Six mois de stock, une pièce de la maison de ce survivaliste des Hautes-Alpes est réservée au stockage des denrées alimentaires.
Six mois de stock, une pièce de la maison de ce survivaliste des Hautes-Alpes est réservée au stockage des denrées alimentaires. © F. CUVELIER

Pharmacie médicale et autonomie d'énergie

En dehors des denrées alimentaires, la famille est aussi équipée au niveau médical pour parer à toutes éventualités. "Nous avons une pharmacie bien remplie : anti-inflammatoires, anti-diarrhéiques, anti-vomitifs et de quoi soigner des plaies", explique Fréderic Cuvelier.

A l'extérieur, pas de potager, mais des poules et des lapins, "pour le coté produits maison, mais nous ne cultivons pas de jardin".

Pas question aussi d'être privé d'énergie. Rien n'est laissé au hasard, si jamais il devait y avoir des coupures de courant, la famille Cuvelier peut vivre en autonomie.

"J'ai des panneaux solaires portatifs, des batteries autonomes, un groupe électrogène et des pastilles de purification pour l'eau". Inutile de lui demander s'il a des gants, des masques FFP2 et du gel hydroalcoolique, c'est une évidence.

Fréderic Cuvelier s'amuse d'ailleurs d'avoir pu "dépanner le maire de la commune avec des kits pour le bon déroulement du premier tour des municipales en fournissant la municipalité".

"Nous sommes prêts, donc nous sommes sereins"

Comme quelqu'un qui se présenterait à un examen en ayant bien révisé, Fréderic et sa famille se sentent "prêts et donc sereins" face à l'épidémie de coronavirus qui touche sévèrement la France et plus largement l'Europe. 

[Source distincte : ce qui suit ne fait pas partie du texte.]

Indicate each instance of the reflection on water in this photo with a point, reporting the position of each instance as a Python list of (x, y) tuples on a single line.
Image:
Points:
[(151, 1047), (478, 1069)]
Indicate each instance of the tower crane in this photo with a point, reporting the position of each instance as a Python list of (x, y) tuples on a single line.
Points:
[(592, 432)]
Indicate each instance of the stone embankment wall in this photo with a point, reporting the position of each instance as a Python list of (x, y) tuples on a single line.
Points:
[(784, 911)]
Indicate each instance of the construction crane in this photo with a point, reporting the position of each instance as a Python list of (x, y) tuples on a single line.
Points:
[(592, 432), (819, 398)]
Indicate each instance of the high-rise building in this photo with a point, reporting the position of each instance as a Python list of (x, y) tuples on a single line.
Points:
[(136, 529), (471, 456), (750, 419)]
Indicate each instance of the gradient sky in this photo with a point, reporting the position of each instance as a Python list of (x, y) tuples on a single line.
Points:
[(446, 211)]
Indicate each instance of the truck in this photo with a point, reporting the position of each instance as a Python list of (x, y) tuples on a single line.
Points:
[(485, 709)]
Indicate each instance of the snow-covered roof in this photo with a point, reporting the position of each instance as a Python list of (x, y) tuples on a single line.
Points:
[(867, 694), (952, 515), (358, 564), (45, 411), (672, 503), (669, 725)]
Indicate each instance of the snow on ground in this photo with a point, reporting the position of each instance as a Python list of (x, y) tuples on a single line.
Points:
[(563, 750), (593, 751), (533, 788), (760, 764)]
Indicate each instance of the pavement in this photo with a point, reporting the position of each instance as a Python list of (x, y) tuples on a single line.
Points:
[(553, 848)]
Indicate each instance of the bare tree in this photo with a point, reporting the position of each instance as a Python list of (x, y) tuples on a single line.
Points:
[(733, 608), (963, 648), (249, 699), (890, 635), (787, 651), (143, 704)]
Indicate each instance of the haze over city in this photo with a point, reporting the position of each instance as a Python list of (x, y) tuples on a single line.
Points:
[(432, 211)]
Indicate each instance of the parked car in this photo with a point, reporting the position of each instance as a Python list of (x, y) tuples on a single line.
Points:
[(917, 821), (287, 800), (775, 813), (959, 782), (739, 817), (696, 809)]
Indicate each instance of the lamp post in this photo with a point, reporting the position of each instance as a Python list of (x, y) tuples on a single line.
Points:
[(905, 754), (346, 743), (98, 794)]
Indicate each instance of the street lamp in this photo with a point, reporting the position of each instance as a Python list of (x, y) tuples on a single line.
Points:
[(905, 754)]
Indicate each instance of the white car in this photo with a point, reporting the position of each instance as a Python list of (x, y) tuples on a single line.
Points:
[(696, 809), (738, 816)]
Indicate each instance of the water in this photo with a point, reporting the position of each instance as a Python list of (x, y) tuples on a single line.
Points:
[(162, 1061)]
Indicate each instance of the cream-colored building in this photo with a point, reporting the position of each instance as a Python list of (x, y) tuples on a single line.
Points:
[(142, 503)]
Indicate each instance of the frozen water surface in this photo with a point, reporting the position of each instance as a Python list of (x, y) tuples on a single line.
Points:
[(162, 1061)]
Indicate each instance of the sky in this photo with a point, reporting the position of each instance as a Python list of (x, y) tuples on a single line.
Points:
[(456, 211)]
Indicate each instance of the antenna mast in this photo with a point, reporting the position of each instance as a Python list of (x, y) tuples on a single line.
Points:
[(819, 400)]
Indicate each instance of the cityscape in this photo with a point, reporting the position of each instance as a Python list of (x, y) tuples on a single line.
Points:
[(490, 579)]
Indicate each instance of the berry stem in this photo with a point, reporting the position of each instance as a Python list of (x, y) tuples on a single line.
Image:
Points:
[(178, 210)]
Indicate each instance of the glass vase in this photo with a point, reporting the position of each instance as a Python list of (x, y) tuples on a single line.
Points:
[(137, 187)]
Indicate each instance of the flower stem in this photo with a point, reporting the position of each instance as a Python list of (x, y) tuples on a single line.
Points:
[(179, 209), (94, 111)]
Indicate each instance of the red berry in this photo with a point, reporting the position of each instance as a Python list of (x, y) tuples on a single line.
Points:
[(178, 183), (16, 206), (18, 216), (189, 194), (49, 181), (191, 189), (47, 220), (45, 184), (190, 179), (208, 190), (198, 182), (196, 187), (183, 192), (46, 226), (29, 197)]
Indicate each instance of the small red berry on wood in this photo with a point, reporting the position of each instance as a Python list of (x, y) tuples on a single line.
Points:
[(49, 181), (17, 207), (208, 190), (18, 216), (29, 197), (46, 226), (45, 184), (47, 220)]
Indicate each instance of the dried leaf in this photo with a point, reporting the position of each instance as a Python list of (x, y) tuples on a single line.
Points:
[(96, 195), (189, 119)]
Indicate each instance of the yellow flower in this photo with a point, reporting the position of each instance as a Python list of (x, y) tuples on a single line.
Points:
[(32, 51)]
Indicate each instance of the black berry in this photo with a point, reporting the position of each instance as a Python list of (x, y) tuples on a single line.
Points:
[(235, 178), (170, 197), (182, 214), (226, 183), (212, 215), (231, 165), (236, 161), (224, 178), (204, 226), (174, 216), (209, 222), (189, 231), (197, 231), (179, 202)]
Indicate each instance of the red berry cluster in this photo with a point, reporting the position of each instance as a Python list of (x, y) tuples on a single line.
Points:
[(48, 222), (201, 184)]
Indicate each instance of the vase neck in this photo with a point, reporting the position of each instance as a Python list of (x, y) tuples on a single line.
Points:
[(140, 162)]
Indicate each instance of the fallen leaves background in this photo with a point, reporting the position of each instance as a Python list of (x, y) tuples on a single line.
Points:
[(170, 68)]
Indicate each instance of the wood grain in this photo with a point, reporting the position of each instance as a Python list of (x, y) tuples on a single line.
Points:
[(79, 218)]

"Les gestes et attitudes barrières, nous les pratiquons au quotidien depuis longtemps, donc ce n'est pas une contrainte".

D'autant plus qu'à Savines-le-Lac, 1.058 habitants, la situation est loin d'être comme en ville, où l'inquiétude gagne.

"Nous avons tout prévu depuis longtemps, donc pour la situation n'est pas alarmante, explique Fréderic Cuvelier. Elle l'est plus pour ceux qui n'ont pas anticipé, mais encore une fois il ne faut pas céder à la panique et respecter les consignes"

Solidarité

Etant équipé pour ses sorties Fréderic a lancé un appel auprès de la mairie de Savines-le-Lac et d'une grande surface pour proposer ses services.Faire les courses des personnes les plus fargiles, des aînés pour les soulager de cette corvée devenue dangereuse pour eux. Un appel relayé sur les réseaux sociaux.